R. Draguet, Julien d’Halicarnasse et sa controverse avec Sévère d’Antioche sur l’incorruptibilité du corps du Christ (Louvain: Imprimerie P. Smeesters, 1924) download here.
This book explores the background of the so-called heresy of the aphthartodocetae, a non-Chalcedonian movement initiated by Julian of Halicarnassus, who maintained that the body of Christ was incorruptible (aphthartos). Severus of Antioch reacted against this view whilst he was in exile in Alexandria. Following Cyril of Alexandria’s teaching concerning the balance between the human and divine aspects of Christ, Severus argued that if the body of Christ would have been incorruptible, the Savior was not subject to suffering. The incorruptibility (aphtharsia) and impassibility (apatheia) of Christ would deny the salvific process of humankind. Thus Severus understood the Julianist teaching as a revival of Eutychianism.

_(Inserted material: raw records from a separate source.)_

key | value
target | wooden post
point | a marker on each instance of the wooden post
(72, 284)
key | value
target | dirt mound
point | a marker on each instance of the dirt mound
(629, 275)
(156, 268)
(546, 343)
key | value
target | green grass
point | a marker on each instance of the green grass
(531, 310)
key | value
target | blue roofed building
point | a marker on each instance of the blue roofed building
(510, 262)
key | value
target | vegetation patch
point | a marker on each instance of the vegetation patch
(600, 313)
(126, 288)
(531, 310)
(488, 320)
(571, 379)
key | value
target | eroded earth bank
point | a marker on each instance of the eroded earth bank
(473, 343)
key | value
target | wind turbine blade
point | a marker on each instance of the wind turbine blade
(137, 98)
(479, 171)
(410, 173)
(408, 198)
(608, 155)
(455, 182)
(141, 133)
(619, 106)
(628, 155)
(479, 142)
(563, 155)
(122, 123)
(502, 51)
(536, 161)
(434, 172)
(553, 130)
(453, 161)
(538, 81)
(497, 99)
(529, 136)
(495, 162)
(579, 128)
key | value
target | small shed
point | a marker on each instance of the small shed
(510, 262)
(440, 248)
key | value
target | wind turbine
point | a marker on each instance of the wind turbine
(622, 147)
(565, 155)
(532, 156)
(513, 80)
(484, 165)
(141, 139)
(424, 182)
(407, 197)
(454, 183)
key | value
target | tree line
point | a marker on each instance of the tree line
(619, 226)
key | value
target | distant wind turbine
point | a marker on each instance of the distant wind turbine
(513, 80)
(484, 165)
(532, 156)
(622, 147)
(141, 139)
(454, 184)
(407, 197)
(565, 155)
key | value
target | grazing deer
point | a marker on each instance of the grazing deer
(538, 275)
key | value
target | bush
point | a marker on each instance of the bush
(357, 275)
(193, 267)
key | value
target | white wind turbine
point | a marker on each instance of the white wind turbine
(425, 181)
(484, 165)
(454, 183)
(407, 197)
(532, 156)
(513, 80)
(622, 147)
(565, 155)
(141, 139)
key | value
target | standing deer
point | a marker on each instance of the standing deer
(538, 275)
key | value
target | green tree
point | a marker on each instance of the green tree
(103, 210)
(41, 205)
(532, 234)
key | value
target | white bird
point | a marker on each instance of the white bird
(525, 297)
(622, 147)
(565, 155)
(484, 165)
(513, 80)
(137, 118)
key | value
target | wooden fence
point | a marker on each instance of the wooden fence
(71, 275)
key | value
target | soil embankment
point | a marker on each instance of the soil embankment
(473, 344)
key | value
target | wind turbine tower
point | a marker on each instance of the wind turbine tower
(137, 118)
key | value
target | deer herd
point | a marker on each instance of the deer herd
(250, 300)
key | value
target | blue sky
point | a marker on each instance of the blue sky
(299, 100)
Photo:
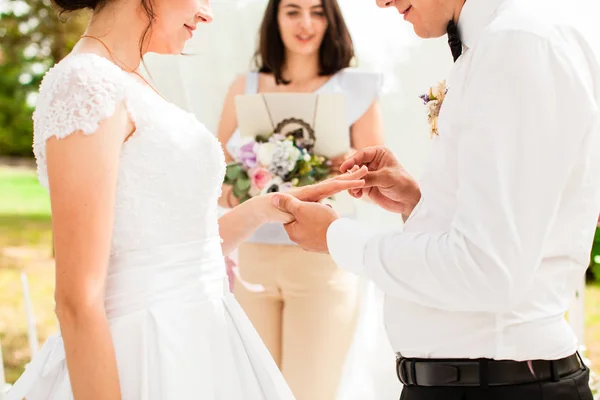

Draguet documented the Syriac sources of the debate between Julian of Halicarnassus and Severus of Antioch and argued that Severus did not fully understand the doctrine of his opponent. Julian did not defend the position of Eutyches of Constantinople concerning the incorruptibility of Christ’s body, but rather he built a theological argument centered on the doctrine of original sin. According to Julian, the sin entered into the world through Adam’s disobedience and henceforth human beings have been corrupted. However, Jesus Christ remained incorruptible (aphthartos) because he is the only one not subjected to original sin, even though he was fully human and his suffering was real.